V. Майор Гранвиль Варней и миссис Гранвиль Варней
Аллеи Лисльвуд-Парка покрылись густой листвой. Прошло полгода с тех пор, как Артур Вальдзингам женился на женщине, которую он любил так давно. Они завтракали в библиотеке за маленьким столом, придвинутым к окну с разноцветными стеклами, по милости которых снежно-белая скатерть и кисейный пеньюар миссис Вальдзингам казались окрашенными во все цветами радуги. Комната была залита мягким солнечным светом, и сэр Руперт Лисль невольно щурил свои голубые глаза. На столе стояли вазы из севрского фарфора, наполненные сочными виноградными кистями среди широких резных листьев, паштет из голубей, окруженный красивым бордюром из белой бумаги, банки с консервами и медом и превосходный серебряный чайный сервиз. В открытое окно вливался аромат тысячи роз, шум ручья, впадавшего в озеро, жужжание пчел, пение птиц, жалобное мычание коров, проходящих мимо парка, и мурлыканье ангорской кошки, лежавшей на широком подоконнике, – все это сливалось в приятный шум, создававший атмосферу домашнего уюта.
– Клэрибелль, – сказал капитан, – я не думаю, что за все лето был день прекраснее этого. Я хочу пригласить вас на прогулку, я возьму и вас, сэр Руперт. Ведь вы пойдете с нами гулять, баронет?
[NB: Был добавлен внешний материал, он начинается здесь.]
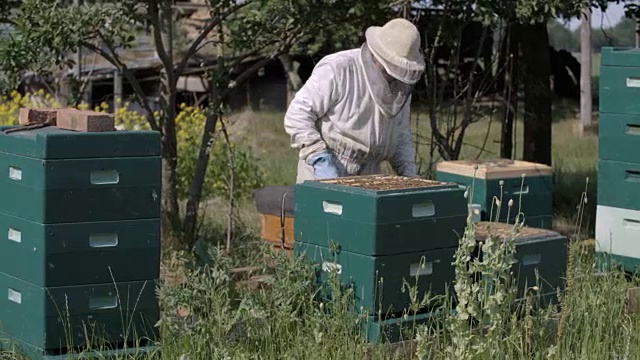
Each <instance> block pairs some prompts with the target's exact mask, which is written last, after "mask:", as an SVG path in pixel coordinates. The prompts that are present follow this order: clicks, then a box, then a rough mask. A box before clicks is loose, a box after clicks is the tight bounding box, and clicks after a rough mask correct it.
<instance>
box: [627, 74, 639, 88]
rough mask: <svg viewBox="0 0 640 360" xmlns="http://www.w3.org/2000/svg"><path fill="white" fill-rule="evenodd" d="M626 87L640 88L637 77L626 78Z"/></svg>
mask: <svg viewBox="0 0 640 360" xmlns="http://www.w3.org/2000/svg"><path fill="white" fill-rule="evenodd" d="M627 87H640V78H637V77H633V76H632V77H628V78H627Z"/></svg>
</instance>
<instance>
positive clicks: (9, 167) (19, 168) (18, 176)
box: [9, 166, 22, 181]
mask: <svg viewBox="0 0 640 360" xmlns="http://www.w3.org/2000/svg"><path fill="white" fill-rule="evenodd" d="M9 179H11V180H15V181H22V169H20V168H19V167H16V166H9Z"/></svg>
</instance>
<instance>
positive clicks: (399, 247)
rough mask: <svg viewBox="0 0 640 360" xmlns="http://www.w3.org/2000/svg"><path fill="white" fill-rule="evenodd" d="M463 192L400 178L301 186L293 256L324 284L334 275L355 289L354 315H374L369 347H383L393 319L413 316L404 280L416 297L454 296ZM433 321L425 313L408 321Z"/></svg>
mask: <svg viewBox="0 0 640 360" xmlns="http://www.w3.org/2000/svg"><path fill="white" fill-rule="evenodd" d="M464 191H465V189H464V187H462V186H459V185H456V184H451V183H443V182H436V181H430V180H424V179H410V178H403V177H396V176H361V177H353V178H349V177H348V178H341V179H336V180H325V181H313V182H305V183H303V184H298V185H297V186H296V188H295V200H294V202H295V205H294V206H295V224H294V231H295V250H296V253H298V254H300V253H304V254H305V256H306V257H307V258H308V259H310V260H311V261H312V262H314V263H316V264H318V265H319V269H318V270H319V280H321V281H323V280H326V278H327V276H328V274H329V273H330V272H336V273H337V274H338V276H339V278H340V281H341V282H342V284H351V285H353V286H354V292H355V297H356V299H355V300H356V309H354V310H356V311H358V312H360V311H365V312H367V313H368V315H369V319H368V322H367V324H368V329H369V331H368V334H369V341H371V342H378V341H381V340H382V336H381V335H383V333H387V335H390V334H389V331H386V330H385V328H386V327H392V328H397V327H398V325H399V324H398V321H400V320H398V319H397V318H396V319H394V317H397V316H398V315H399V314H402V313H403V312H404V311H405V310H408V309H409V305H410V303H411V301H410V292H409V291H403V280H406V281H407V282H408V283H409V284H410V286H417V288H418V290H419V291H420V293H419V294H418V297H419V298H422V296H423V295H424V294H425V293H427V292H429V291H430V292H431V295H443V294H444V293H445V291H446V290H448V291H449V293H452V291H453V288H452V284H453V281H454V278H455V272H454V268H453V266H452V265H451V264H452V261H453V256H454V254H455V251H456V249H457V247H458V244H459V239H460V236H461V235H462V234H463V232H464V227H465V225H466V217H467V203H466V200H465V198H464ZM405 290H407V289H405ZM325 295H326V296H330V294H329V293H326V294H325ZM429 318H430V314H429V313H428V312H425V313H424V314H421V315H420V317H419V318H417V319H416V318H412V319H411V321H413V320H416V321H419V322H421V321H422V322H423V321H428V320H429ZM390 331H391V332H394V331H393V329H391V330H390ZM397 336H398V334H397V332H395V337H397ZM392 337H393V336H392ZM389 340H390V341H395V340H397V339H393V338H391V339H389Z"/></svg>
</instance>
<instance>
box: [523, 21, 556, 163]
mask: <svg viewBox="0 0 640 360" xmlns="http://www.w3.org/2000/svg"><path fill="white" fill-rule="evenodd" d="M522 30H523V31H522V33H524V34H527V41H522V42H521V44H520V45H521V48H522V64H523V70H524V71H523V73H522V77H523V79H522V81H523V83H524V92H525V96H524V97H525V98H524V103H525V115H524V143H523V152H522V157H523V159H524V160H525V161H531V162H536V163H540V164H546V165H551V123H552V121H551V105H552V97H551V84H550V78H551V63H550V62H551V61H550V58H549V33H548V32H547V26H546V23H544V22H543V23H536V24H533V25H523V28H522Z"/></svg>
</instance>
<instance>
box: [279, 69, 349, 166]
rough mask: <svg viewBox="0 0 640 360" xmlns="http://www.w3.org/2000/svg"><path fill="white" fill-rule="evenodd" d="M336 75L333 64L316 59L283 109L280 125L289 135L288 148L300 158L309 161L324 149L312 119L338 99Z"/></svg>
mask: <svg viewBox="0 0 640 360" xmlns="http://www.w3.org/2000/svg"><path fill="white" fill-rule="evenodd" d="M338 66H339V65H338ZM338 75H339V74H338V73H337V71H336V65H335V64H333V63H331V62H328V61H320V62H319V63H318V65H316V67H315V68H314V69H313V72H312V73H311V76H310V77H309V79H308V80H307V81H306V82H305V84H304V86H302V88H301V89H300V91H298V92H297V93H296V96H295V97H294V99H293V101H292V102H291V104H290V105H289V108H288V109H287V113H286V114H285V116H284V128H285V131H286V132H287V134H289V136H290V137H291V147H292V148H294V149H298V150H299V151H300V154H299V156H300V159H301V160H305V161H307V162H309V160H311V159H313V157H314V156H316V155H318V154H321V153H323V152H324V151H325V149H326V144H325V142H324V140H323V139H322V136H321V135H320V132H319V131H318V129H317V128H316V121H317V120H318V119H319V118H321V117H323V116H324V115H325V114H326V113H327V111H329V110H330V108H331V107H332V106H333V105H334V104H335V103H336V101H337V100H338V98H339V95H340V94H339V92H340V89H339V88H338V84H339V79H338Z"/></svg>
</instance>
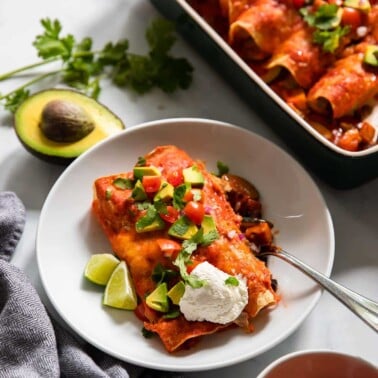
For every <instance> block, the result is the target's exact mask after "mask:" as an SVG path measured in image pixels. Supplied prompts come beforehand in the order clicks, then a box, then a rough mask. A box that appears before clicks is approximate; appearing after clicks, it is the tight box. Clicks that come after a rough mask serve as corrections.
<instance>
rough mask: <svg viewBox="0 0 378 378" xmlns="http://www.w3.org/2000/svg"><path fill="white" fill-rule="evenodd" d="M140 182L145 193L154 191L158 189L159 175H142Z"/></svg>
mask: <svg viewBox="0 0 378 378" xmlns="http://www.w3.org/2000/svg"><path fill="white" fill-rule="evenodd" d="M142 184H143V188H144V190H145V192H146V193H156V192H157V191H158V190H159V189H160V185H161V177H160V176H143V178H142Z"/></svg>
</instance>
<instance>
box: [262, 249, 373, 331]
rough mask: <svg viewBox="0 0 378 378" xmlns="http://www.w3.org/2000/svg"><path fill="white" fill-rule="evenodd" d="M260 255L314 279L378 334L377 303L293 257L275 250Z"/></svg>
mask: <svg viewBox="0 0 378 378" xmlns="http://www.w3.org/2000/svg"><path fill="white" fill-rule="evenodd" d="M260 255H272V256H276V257H279V258H280V259H282V260H285V261H287V262H288V263H290V264H291V265H293V266H295V267H296V268H298V269H299V270H301V271H302V272H303V273H305V274H306V275H307V276H309V277H311V278H312V279H314V280H315V281H316V282H317V283H318V284H319V285H320V286H322V287H323V288H325V289H326V290H327V291H329V292H330V293H331V294H332V295H333V296H335V297H336V298H337V299H338V300H339V301H340V302H342V303H343V304H344V305H345V306H347V307H348V308H349V309H350V310H351V311H352V312H354V313H355V314H356V315H357V316H358V317H359V318H361V319H362V320H363V321H364V322H365V323H366V324H368V325H369V326H370V327H371V328H373V329H374V330H375V331H376V332H378V303H377V302H374V301H372V300H370V299H368V298H366V297H364V296H362V295H360V294H358V293H356V292H354V291H352V290H350V289H348V288H346V287H345V286H342V285H340V284H339V283H337V282H335V281H333V280H331V279H329V278H328V277H326V276H325V275H324V274H321V273H319V272H318V271H316V270H315V269H313V268H312V267H310V266H309V265H307V264H306V263H304V262H303V261H301V260H299V259H297V258H296V257H294V256H293V255H291V254H289V253H287V252H286V251H283V250H282V249H277V250H273V251H267V252H265V251H264V252H262V253H261V254H260Z"/></svg>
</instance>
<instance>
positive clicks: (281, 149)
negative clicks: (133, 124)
mask: <svg viewBox="0 0 378 378" xmlns="http://www.w3.org/2000/svg"><path fill="white" fill-rule="evenodd" d="M186 122H188V123H197V124H202V123H206V124H209V126H214V125H221V126H224V127H227V128H230V129H238V130H240V131H241V132H244V133H250V134H253V136H254V137H255V138H257V139H258V140H262V139H264V140H266V141H267V142H268V143H269V144H270V145H271V146H272V148H274V149H277V150H280V151H281V153H284V154H286V155H287V156H288V157H290V159H291V160H292V161H293V162H295V165H297V166H298V167H299V168H300V169H301V170H303V173H305V174H306V176H307V179H308V180H310V181H311V182H312V184H313V185H314V189H315V191H316V193H317V196H319V199H320V200H321V201H322V202H323V203H324V206H325V208H326V213H327V217H326V218H327V223H328V227H329V228H330V233H329V252H330V255H329V257H328V262H327V264H326V267H325V268H324V274H326V275H327V276H329V275H330V273H331V271H332V267H333V262H334V256H335V235H334V226H333V221H332V217H331V214H330V212H329V209H328V206H327V203H326V201H325V198H324V196H323V194H322V192H321V191H320V188H319V187H318V185H317V184H316V182H315V181H314V180H313V178H312V177H311V175H310V174H309V173H308V172H307V171H306V170H305V169H304V168H303V166H302V165H301V164H300V163H299V162H298V161H297V160H296V159H295V158H294V157H292V156H291V155H290V154H289V153H288V152H287V151H285V150H284V149H283V148H281V147H280V146H278V145H276V144H275V143H273V142H272V141H270V140H269V139H267V138H265V137H263V136H261V135H259V134H257V133H255V132H253V131H250V130H248V129H245V128H243V127H241V126H237V125H235V124H231V123H227V122H223V121H218V120H213V119H207V118H195V117H194V118H193V117H173V118H165V119H159V120H152V121H147V122H143V123H140V124H137V125H134V126H132V127H130V128H128V129H126V130H123V131H121V132H120V133H117V134H115V135H113V136H110V137H108V138H106V139H105V140H104V141H102V142H100V143H98V144H97V145H95V146H93V147H92V148H91V149H89V150H87V151H86V152H84V153H83V154H82V155H81V156H80V157H79V159H77V160H76V161H74V162H73V163H72V164H71V165H70V167H69V168H68V169H67V170H65V171H64V172H63V174H62V175H61V176H60V178H59V179H58V180H57V182H56V183H55V185H54V186H53V187H52V189H51V191H50V193H49V195H48V197H47V198H46V201H45V204H44V206H43V209H42V213H41V218H42V214H43V212H45V211H47V210H46V204H48V203H49V201H51V198H52V196H53V194H52V193H54V191H55V190H56V187H57V183H58V182H60V181H61V180H62V178H63V177H65V176H66V175H68V174H69V172H71V170H73V167H74V166H75V165H77V164H79V162H81V161H82V160H83V159H84V157H85V156H87V155H90V154H92V153H93V151H94V150H96V149H98V148H101V147H100V146H101V145H105V144H108V143H112V142H111V141H112V140H113V139H117V138H120V137H121V136H122V135H123V136H126V135H130V134H132V133H134V132H139V131H140V129H144V128H147V127H151V126H154V125H157V124H163V125H167V124H171V125H172V124H174V125H177V123H186ZM87 158H88V157H86V159H87ZM40 230H41V221H40V222H39V225H38V235H37V240H36V243H37V244H36V245H37V262H38V268H39V270H40V271H41V266H42V264H41V262H42V260H41V252H40V248H38V245H39V244H40V240H41V235H40ZM41 279H42V283H43V286H44V287H45V288H46V281H45V277H44V276H43V275H41ZM321 294H322V292H321V290H317V292H316V293H315V294H314V295H313V297H312V299H311V302H310V303H309V304H308V306H307V308H306V311H302V313H301V315H300V316H299V318H298V319H297V320H296V322H295V323H294V324H293V325H292V326H291V327H288V328H287V329H286V331H285V332H283V333H282V335H279V337H276V338H275V339H274V341H273V342H272V343H271V344H270V345H268V346H264V347H262V348H261V349H259V352H258V353H256V354H255V355H258V354H261V353H264V352H266V351H267V350H269V349H270V348H271V347H273V346H275V345H277V344H278V343H280V342H282V341H283V340H284V339H286V338H287V337H288V336H289V335H290V334H292V333H293V332H294V331H295V330H296V329H297V328H298V327H299V326H300V325H301V324H302V323H303V321H304V320H305V318H306V317H307V316H308V315H309V314H310V313H311V311H312V310H313V309H314V307H315V306H316V304H317V303H318V301H319V299H320V297H321ZM47 295H48V298H49V299H50V301H51V303H52V304H53V307H54V309H57V307H56V300H55V299H54V298H53V297H51V296H50V293H49V292H48V291H47ZM58 313H59V314H60V316H61V317H62V318H63V320H64V321H65V322H67V323H68V325H69V326H70V328H72V329H73V330H74V332H75V333H77V334H78V335H80V336H81V337H83V338H84V339H86V340H88V341H89V342H90V343H91V344H92V345H95V346H97V347H98V348H99V349H102V350H104V349H103V347H101V345H99V344H97V343H96V342H95V341H93V339H88V338H87V337H85V335H84V334H83V333H82V332H81V330H80V329H79V328H77V327H76V326H75V325H73V323H72V321H69V320H68V321H67V318H66V317H65V315H63V314H62V313H60V311H59V310H58ZM105 351H107V350H105ZM107 352H108V353H109V351H107ZM110 354H112V353H110ZM112 355H113V356H115V357H118V358H121V359H122V356H120V355H117V353H114V354H112ZM247 358H252V357H248V356H244V357H239V358H238V359H234V360H233V361H232V362H230V360H226V361H223V362H218V363H215V364H214V363H213V364H212V365H208V364H205V365H203V364H199V365H198V366H196V367H195V368H193V367H190V368H183V367H182V365H180V364H176V363H175V364H162V365H160V366H159V368H160V369H162V370H171V371H180V370H181V371H198V370H210V369H216V368H222V367H225V366H230V365H233V364H235V363H239V362H242V361H245V360H246V359H247ZM129 362H132V363H135V364H138V363H136V362H135V361H130V360H129ZM141 365H142V366H145V367H151V368H156V366H154V365H153V364H151V363H146V362H143V364H141Z"/></svg>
Капитан любил величать своего пасынка этим титулом, казавшимся несовместимым с бледным, худым мальчиком, которому он принадлежал и которому весьма нравился.
– Хотите, баронет, – продолжал капитан, – проехаться к косогорам, а оттуда – до тех деревенек на Лондонской дороге? Дети прибегут смотреть на ваш фаэтон, ваших прекрасных лошадей и ливрейных лакеев, хотите, баронет?